In prostate embolization, a puncture is made in the groin artery and a tiny catheter is advanced into the feeding vessels of the prostate. Then, by checking on the angiography screen, very small particles are slowly injected into these vessels. Once the arterial flow is stopped, the enlarged prostate starts to shrink and over time becomes smaller. Since the prostate tissue around the urethra also becomes smaller, the periprostatic compression becomes less making urination easier.















The prostatic embolization has been used for many years and has become a well-known procedure. Many studies have shown that embolization may improve the symptoms of BPH without causing complications seen in TURP. However, these studies also showed that embolization may be less effective than TURP: In about one third of the patients, there is no improvement in BPH symptoms although embolization is technically successful. Additionally, embolization is suitable only in large prostates over 80 grams or more. In smaller prostates, it is technically more difficult, time-consuming and less effective. Since it requires an angiographic intervention, embolization may also be not suitable if the patient has renal insufficiency or severe atherosclerosis which may be the case in many elderly patients.

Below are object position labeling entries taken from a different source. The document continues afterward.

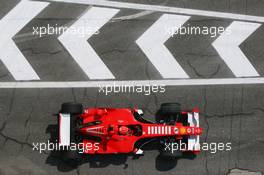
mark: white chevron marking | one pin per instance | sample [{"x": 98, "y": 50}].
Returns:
[
  {"x": 152, "y": 44},
  {"x": 227, "y": 45},
  {"x": 10, "y": 25},
  {"x": 81, "y": 50}
]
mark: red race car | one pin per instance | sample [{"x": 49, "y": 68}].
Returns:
[{"x": 124, "y": 130}]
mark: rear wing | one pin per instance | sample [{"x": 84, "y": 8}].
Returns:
[
  {"x": 64, "y": 129},
  {"x": 194, "y": 140}
]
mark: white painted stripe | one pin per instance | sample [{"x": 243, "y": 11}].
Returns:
[
  {"x": 152, "y": 44},
  {"x": 227, "y": 45},
  {"x": 97, "y": 84},
  {"x": 11, "y": 24},
  {"x": 166, "y": 9},
  {"x": 148, "y": 129},
  {"x": 81, "y": 50}
]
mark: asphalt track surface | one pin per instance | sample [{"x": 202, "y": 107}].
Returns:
[{"x": 229, "y": 113}]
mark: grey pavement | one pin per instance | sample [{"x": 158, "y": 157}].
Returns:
[{"x": 229, "y": 113}]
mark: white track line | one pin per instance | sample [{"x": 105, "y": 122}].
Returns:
[
  {"x": 166, "y": 9},
  {"x": 96, "y": 84},
  {"x": 227, "y": 45},
  {"x": 11, "y": 24},
  {"x": 152, "y": 44}
]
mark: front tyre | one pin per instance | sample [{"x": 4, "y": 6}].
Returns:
[{"x": 72, "y": 108}]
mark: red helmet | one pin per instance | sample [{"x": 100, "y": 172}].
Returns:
[{"x": 123, "y": 130}]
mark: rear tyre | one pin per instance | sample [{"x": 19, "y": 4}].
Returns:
[
  {"x": 73, "y": 156},
  {"x": 169, "y": 113},
  {"x": 168, "y": 153},
  {"x": 72, "y": 108}
]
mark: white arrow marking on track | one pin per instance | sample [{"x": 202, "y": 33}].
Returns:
[
  {"x": 152, "y": 44},
  {"x": 227, "y": 45},
  {"x": 11, "y": 24},
  {"x": 78, "y": 46}
]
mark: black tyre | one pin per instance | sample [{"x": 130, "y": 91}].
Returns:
[
  {"x": 170, "y": 108},
  {"x": 168, "y": 153},
  {"x": 72, "y": 108}
]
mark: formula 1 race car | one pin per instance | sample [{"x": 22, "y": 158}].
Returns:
[{"x": 124, "y": 130}]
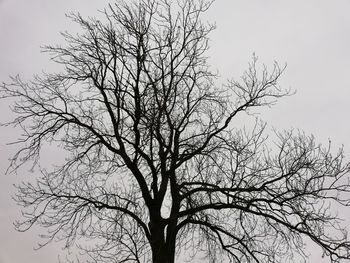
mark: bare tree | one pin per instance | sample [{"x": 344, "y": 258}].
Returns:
[{"x": 157, "y": 164}]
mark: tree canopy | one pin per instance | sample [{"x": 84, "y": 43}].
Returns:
[{"x": 156, "y": 163}]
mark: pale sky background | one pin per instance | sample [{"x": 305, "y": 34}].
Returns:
[{"x": 311, "y": 36}]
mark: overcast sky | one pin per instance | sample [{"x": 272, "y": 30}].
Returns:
[{"x": 311, "y": 36}]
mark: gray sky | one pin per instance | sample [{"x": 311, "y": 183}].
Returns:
[{"x": 311, "y": 36}]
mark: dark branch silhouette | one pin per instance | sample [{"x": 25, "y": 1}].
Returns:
[{"x": 156, "y": 161}]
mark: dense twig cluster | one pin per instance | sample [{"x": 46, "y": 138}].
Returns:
[{"x": 156, "y": 162}]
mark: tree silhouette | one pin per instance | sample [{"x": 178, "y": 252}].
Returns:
[{"x": 156, "y": 162}]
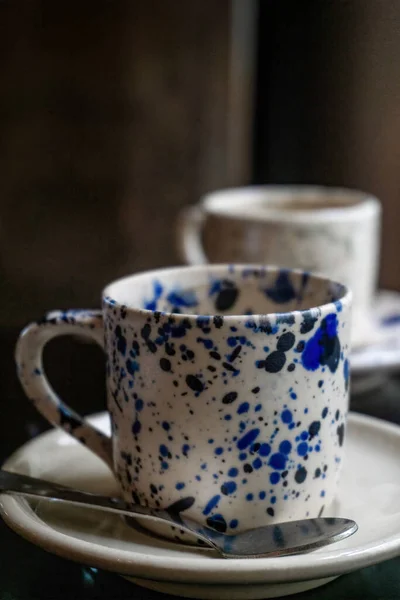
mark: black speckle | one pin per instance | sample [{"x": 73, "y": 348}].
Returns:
[
  {"x": 314, "y": 428},
  {"x": 229, "y": 398},
  {"x": 300, "y": 475},
  {"x": 275, "y": 361},
  {"x": 146, "y": 330},
  {"x": 218, "y": 523},
  {"x": 151, "y": 346},
  {"x": 194, "y": 383},
  {"x": 181, "y": 505},
  {"x": 165, "y": 364},
  {"x": 286, "y": 342},
  {"x": 340, "y": 433}
]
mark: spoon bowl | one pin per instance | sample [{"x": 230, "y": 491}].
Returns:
[{"x": 281, "y": 539}]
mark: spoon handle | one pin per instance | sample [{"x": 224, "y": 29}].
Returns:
[{"x": 38, "y": 488}]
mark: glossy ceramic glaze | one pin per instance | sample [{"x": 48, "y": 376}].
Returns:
[
  {"x": 369, "y": 492},
  {"x": 227, "y": 390},
  {"x": 323, "y": 230}
]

In our center, we have been performing embolization for BPH for more than a decade. Although we have never seen a major complication, a roughly 40% of our patients were not satisfied with their improvement. In our opinion, this relatively weak result is due to the insufficient shrinkage of the periprostatic tissue which causes compression in BPH. In embolization, the shrinkage of this area is dependent on the overall degree of shrinkage of the prostate after embolization. In other treatments such as cryoablation, rezum or TURP, the treatment is targeted directly to the periprostatic tissue making them more effective in this area. 

In our experience, cryoablation was more effective than embolization in treating BPH. The reason is that embolization affects the periprostatic tissue indirectly by reducing the overall size of the prostate whereas cryoablation hits directly the prostatic tissue as in TURP. Unlike TURP and other urologic interventions however, cryoablation does not harm the urethra, sperm channels and sphincters and thus, there are no side effects like retrograde ejeculation, impotance, incontinence and urethral narrowing. Unlike embolization, TURP and other interventions, cryoablation can be performed in both small and large prostates. For these reasons, our treatment of choice in BPH is transperineal cryoablation at our centers. 

After embolization, the prostate gland shrinks and symptoms may disappear.
In embolization, side effects are mild but the procedure is not very successful.